Habituellement, le médecin aux soins intensifs s’adresse à un détenteur du consentement substitué, et cette personne est fréquemment trop troublée pour bien comprendre rapidement. Par contre, cela se corrige avec le temps, et la compréhension s’améliore après deux ou trois rencontres. Il faut planifier les rencontres avec les familles, les prévoir. Le médecin traitant peut obtenir le soutien de la psychologue ou de la travailleuse sociale. Après coup, lorsque la situation de crise est terminée, les proches des patients estiment très important d’avoir participé aux décisions.

 

L’aspect organisationnel n’est pas toujours aidant, à commencer par le changement hebdomadaire de médecin traitant. Le nouveau médecin en a pour 3 ou 4 jours à se faire au patient. On ne peut pas facilement améliorer la littératie des proches du patient dans un tel contexte. Par contre, le médecin et les autres membres de l’équipe traitante disposent de moyens pour favoriser la compréhension des patients et de leurs proches.

 

5.       Nourrir le corps et l’esprit

Sandra Blouin, intervenante-animatrice, Carrefour des enfants de Saint-Malo

Lucie Daigle, intervenante enfance-famille, HLM Place de la Rive à Vanier

Maude Quenneville Gervais, intervenante-animatrice, Ouvre-Boîte du quartier

 

Les intervenants travaillant auprès des enfants et des parents vivant dans le HLM « Place de la Rive » organisent plusieurs activités dont le principal objectif est d’aider leur clientèle multiculturelle à améliorer leur autonomie. Ces organismes permettent aux individus de développer leur potentiel personnel et social afin qu’ils deviennent des citoyens actifs, critiques et responsables. Plusieurs stratégies sont mises en place telles que l’apprentissage des rudiments de l’alimentation et l’aide aux devoirs. L’adaptation est à la base de leur philosophie d’intervention afin de s’assurer de la compréhension de chacun de leur client.

 

Venez partager avec nous sur le développement humain dans un milieu communautaire et multiculturel.

 

6. Caractéristiques des organisations de santé pro-littératie en santé et illustration d’une démarche montréalaise

André Tourigny, médecin-conseil, Institut national de santé publique du Québec
Valérie Lemieux, coordonnatrice, Direction de santé publique de Montréal

Le lien entre la littératie en santé (LS) et la santé des personnes est démontré. Ce lien interpelle l’individu mais aussi, et de façon probablement plus marquée pour les personnes aînées, leur environnement.
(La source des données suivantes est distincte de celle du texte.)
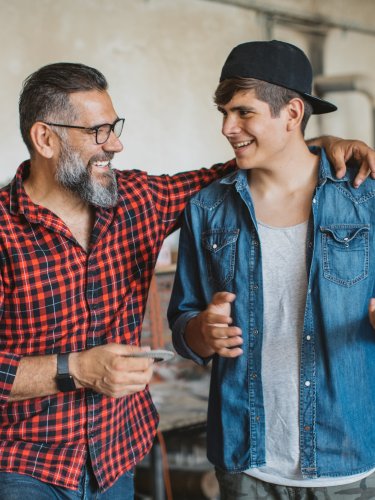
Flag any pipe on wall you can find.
[314,74,375,146]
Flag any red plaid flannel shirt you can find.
[0,162,234,490]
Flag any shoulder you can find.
[190,173,237,209]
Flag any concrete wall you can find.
[0,0,375,188]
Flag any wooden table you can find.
[150,376,209,500]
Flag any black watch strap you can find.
[56,353,76,392]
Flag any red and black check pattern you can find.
[0,162,235,489]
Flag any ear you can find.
[287,97,305,131]
[30,122,59,159]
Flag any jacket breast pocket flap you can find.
[202,229,240,290]
[320,224,370,287]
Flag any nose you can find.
[103,130,124,153]
[221,114,241,137]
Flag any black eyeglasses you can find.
[43,118,125,144]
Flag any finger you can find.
[367,149,375,179]
[211,337,243,352]
[204,311,233,325]
[116,355,154,372]
[368,298,375,329]
[206,326,242,339]
[217,347,243,358]
[211,292,236,306]
[108,384,147,398]
[331,150,351,179]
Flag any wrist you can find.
[69,352,83,389]
[56,353,76,392]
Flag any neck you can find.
[23,161,91,219]
[248,145,319,195]
[249,141,319,227]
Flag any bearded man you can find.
[0,63,373,500]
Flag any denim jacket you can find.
[168,150,375,478]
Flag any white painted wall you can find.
[0,0,375,188]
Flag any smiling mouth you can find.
[232,141,253,149]
[91,160,111,168]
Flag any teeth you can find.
[94,160,109,168]
[233,141,251,149]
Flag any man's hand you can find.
[308,136,375,187]
[368,298,375,330]
[185,292,243,358]
[69,344,153,398]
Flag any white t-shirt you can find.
[246,222,373,487]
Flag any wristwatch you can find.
[56,353,76,392]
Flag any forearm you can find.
[9,354,58,402]
[306,135,340,148]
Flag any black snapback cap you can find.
[220,40,337,115]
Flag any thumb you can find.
[208,292,236,314]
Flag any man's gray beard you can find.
[56,141,118,208]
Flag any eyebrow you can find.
[217,105,255,113]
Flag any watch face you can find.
[56,374,76,392]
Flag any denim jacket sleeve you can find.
[168,204,211,365]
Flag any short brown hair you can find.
[19,62,108,153]
[214,78,313,133]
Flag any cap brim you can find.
[301,94,337,115]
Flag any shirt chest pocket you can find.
[320,224,370,287]
[202,229,240,289]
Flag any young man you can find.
[169,41,375,500]
[0,59,375,500]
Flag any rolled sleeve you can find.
[0,352,21,408]
[172,311,212,366]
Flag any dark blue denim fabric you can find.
[0,466,134,500]
[168,147,375,478]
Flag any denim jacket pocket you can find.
[202,229,240,287]
[320,224,370,287]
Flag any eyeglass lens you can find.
[96,119,124,144]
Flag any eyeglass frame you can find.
[42,118,125,146]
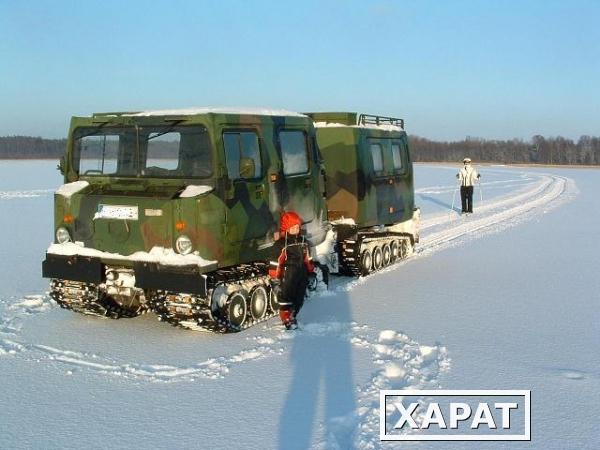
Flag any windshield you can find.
[73,125,212,178]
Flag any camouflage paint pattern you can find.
[54,113,326,267]
[308,113,415,227]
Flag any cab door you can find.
[277,128,319,223]
[223,129,274,246]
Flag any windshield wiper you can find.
[75,122,108,139]
[146,119,185,141]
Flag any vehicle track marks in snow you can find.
[316,330,450,449]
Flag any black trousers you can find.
[460,186,473,212]
[279,264,308,315]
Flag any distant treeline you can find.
[410,135,600,165]
[0,135,600,165]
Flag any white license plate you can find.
[94,205,138,220]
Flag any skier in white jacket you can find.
[456,158,481,214]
À ce titre, les organisations de santé, dont les CSSS, ont un rôle majeur à jouer pour faciliter l’accès, la compréhension et l’utilisation de l’information pour une meilleure santé. Inspirée des nombreux écrits récents de l’Institute of medicine américain, la première partie de l’atelier présentera les dix attributs des organisations pro-LS et ce qu’ont fait concrètement des organisations de soins pour les mettre en valeur. Ces attributs sont : leadership organisationnel, participation des populations ciblées/desservies, réponse aux besoins de tous peu importe leur niveau de LS, préparation/formation du personnel, accès facilité à l’information et à de l’assistance, communication interpersonnelle efficace, ciblage des situations présentant plus de risque, matériel développé facile à utiliser, intégration à la planification/évaluation et amélioration continue de la qualité, explication claire des soins et services couverts par les programmes. La deuxième partie sera consacrée à présenter la démarche actuellement en cours à Montréal pour mieux rejoindre les femmes ayant un faible niveau de LS afin de faciliter la prise de décision au regard du dépistage du cancer du sein dans le cadre du PQDCS (Programme québécois de dépistage du cancer du sein). Les principales leçons apprises à travers cette démarche seront partagées et discutées avec les participants. Une période est également prévue pour échanger avec et entre les participants.